打印全文
Processo nº 9/2024(I)
(Autos de recurso penal)
(Incidente)





ACORDAM NO TRIBUNAL DE ÚLTIMA INSTÂNCIA DA R.A.E.M.:





Relatório

I. Aos 08.02.2024, proferiu o relator dos presentes Autos de Recurso Penal a seguinte “decisão sumária”:

“Relatório

1. A, (2°) arguido, natural de Vietnam, onde nasceu a 10.07.2000, e com os restantes sinais dos autos, veio recorrer do Acórdão do Tribunal de Segunda Instância datado de 16.11.2023, (Proc. n.° 742/2023), que confirmou o Acórdão do Tribunal Judicial de Base que o condenou como co-autor material da prática em concurso real de 1 crime de “tráfico ilícito de estupefacientes”, p. e p. pelo art. 8°, n.° 1 e 14°, n°s 2 e 3 da Lei n.° 17/2009, (na redacção introduzida pela Lei n.° 10/2016), na pena de 5 anos e 6 meses de prisão, e 1 crime de “detenção indevida de utensílio”, p. e p. pelo art. 15° da Lei n.° 17/2009, (na redacção introduzida pela Lei n.° 10/2016), na pena de 4 meses de prisão, fixando-lhe, em cúmulo jurídico, a pena única de 5 anos e 8 meses de prisão, imputando à decisão recorrida o vício de “erro notório na apreciação da prova” e “errada aplicação de direito”, pugnando pela alteração da qualificação jurídico-penal efectuada e pela sua condenação como autor de 1 crime de “produção e tráfico de menor gravidade”, p. e p. pelo art. 11° da dita Lei; (cfr., fls. 391 a 401 e 411 a 420-v que como as que se vierem a referir, dão-se aqui como reproduzidas para todos os efeitos legais).

*

Em Resposta, foi o Ministério Público de opinião que se devia negar provimento ao recurso; (cfr., fls. 423 a 426-v).

*

Oportunamente, nesta Instância, e em sede de vista, juntou o Ilustre Procurador Adjunto douto Parecer considerando também que o recurso não merecia provimento; (cfr., fls. 434).

*

Conclusos os autos ao ora relator para exame preliminar, e atento o teor da decisão recorrida assim como as “questões” pelo recorrente colocadas, entendeu-se que “manifestamente improcedente” era o recurso, devendo, assim, ser objecto de rejeição por “decisão sumária”; (cfr., art. 410°, n.° 1, e art. 407°, n.° 6, al. b) do C.P.P.M.).

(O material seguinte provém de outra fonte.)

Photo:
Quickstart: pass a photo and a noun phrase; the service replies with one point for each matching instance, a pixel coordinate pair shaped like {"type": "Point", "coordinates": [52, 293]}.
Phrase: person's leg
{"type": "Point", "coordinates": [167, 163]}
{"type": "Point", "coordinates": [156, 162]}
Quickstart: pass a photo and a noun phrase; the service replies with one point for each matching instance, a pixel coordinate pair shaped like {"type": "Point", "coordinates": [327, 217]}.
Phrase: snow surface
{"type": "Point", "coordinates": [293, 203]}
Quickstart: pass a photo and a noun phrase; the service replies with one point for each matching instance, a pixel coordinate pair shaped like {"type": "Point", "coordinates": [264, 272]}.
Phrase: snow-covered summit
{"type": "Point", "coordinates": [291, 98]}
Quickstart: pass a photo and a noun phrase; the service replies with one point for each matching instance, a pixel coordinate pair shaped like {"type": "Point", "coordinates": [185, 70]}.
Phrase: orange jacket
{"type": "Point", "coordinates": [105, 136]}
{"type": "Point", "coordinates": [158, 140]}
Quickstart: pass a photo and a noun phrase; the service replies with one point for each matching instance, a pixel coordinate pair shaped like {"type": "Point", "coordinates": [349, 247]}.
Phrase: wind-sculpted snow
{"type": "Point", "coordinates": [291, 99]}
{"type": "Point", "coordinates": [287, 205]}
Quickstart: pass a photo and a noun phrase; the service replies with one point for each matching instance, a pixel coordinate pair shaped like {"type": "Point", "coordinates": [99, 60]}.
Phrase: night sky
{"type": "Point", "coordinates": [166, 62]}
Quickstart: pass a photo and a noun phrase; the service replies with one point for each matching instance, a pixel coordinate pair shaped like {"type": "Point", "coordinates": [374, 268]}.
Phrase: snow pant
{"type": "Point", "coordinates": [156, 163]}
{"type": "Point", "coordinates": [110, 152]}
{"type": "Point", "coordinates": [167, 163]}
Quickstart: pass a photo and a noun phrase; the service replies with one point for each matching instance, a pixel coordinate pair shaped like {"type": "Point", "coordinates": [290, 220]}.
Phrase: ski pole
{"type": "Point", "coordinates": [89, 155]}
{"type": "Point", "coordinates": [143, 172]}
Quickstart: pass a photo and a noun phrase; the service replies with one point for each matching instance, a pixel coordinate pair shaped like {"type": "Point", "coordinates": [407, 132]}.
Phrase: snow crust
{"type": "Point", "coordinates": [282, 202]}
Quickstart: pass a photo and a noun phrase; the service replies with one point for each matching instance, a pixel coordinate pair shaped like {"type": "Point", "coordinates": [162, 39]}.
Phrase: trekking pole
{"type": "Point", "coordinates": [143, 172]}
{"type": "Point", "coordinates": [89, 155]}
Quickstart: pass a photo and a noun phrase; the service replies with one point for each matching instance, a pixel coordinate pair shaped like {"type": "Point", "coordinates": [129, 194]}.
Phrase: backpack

Na verdade, e como em Acórdão deste Tribunal de Última Instância já se teve oportunidade de considerar:

“A possibilidade de “rejeição do recurso por manifesta improcedência”, destina-se a potenciar a economia processual, numa óptica de celeridade e de eficiência, visando, também, moralizar o uso (abusivo) do recurso”; (cfr., v.g., entre outros, e mais recentemente, o Ac. de 26.01.2024, Proc. n.° 98/2023-I).

*

Nesta conformidade, e nada obstando, passa-se a decidir.

Fundamentação

Dos factos

2. Pelo Tribunal Judicial de Base foram dados como “provados” os factos como tal elencados no seu Acórdão e que foram integralmente confirmados pelo Acórdão ora recorrido do Tribunal de Segunda Instância, e que, mais adiante, se fará adequada referência; (cfr., fls. 296 a 298-v e 395-v a 397-v).

Do direito

3. Insurge-se o (2°) arguido A contra o decidido pelo Tribunal de Segunda Instância que, como se deixou relatado, negando provimento ao recurso que tinha interposto do Acórdão do Tribunal Judicial de Base, confirmou – na parte que agora interessa – a sua condenação como co-autor material da prática em concurso real de 1 crime de “tráfico ilícito de estupefacientes”, p. e p. pelo art. 8°, n.° 1 e 14°, n°s 2 e 3 da Lei n.° 17/2009, (na redacção introduzida pela Lei n.° 10/2016), na pena de 5 anos e 6 meses de prisão; (e de 1 outro crime de “detenção indevida de utensílio”, p. e p. pelo art. 15° da Lei n.° 17/2009, na pena de 4 meses de prisão, segmento decisório que agora não constitui objecto do presente recurso, fixando-lhe, em cúmulo jurídico, a pena única de 5 anos e 8 meses de prisão).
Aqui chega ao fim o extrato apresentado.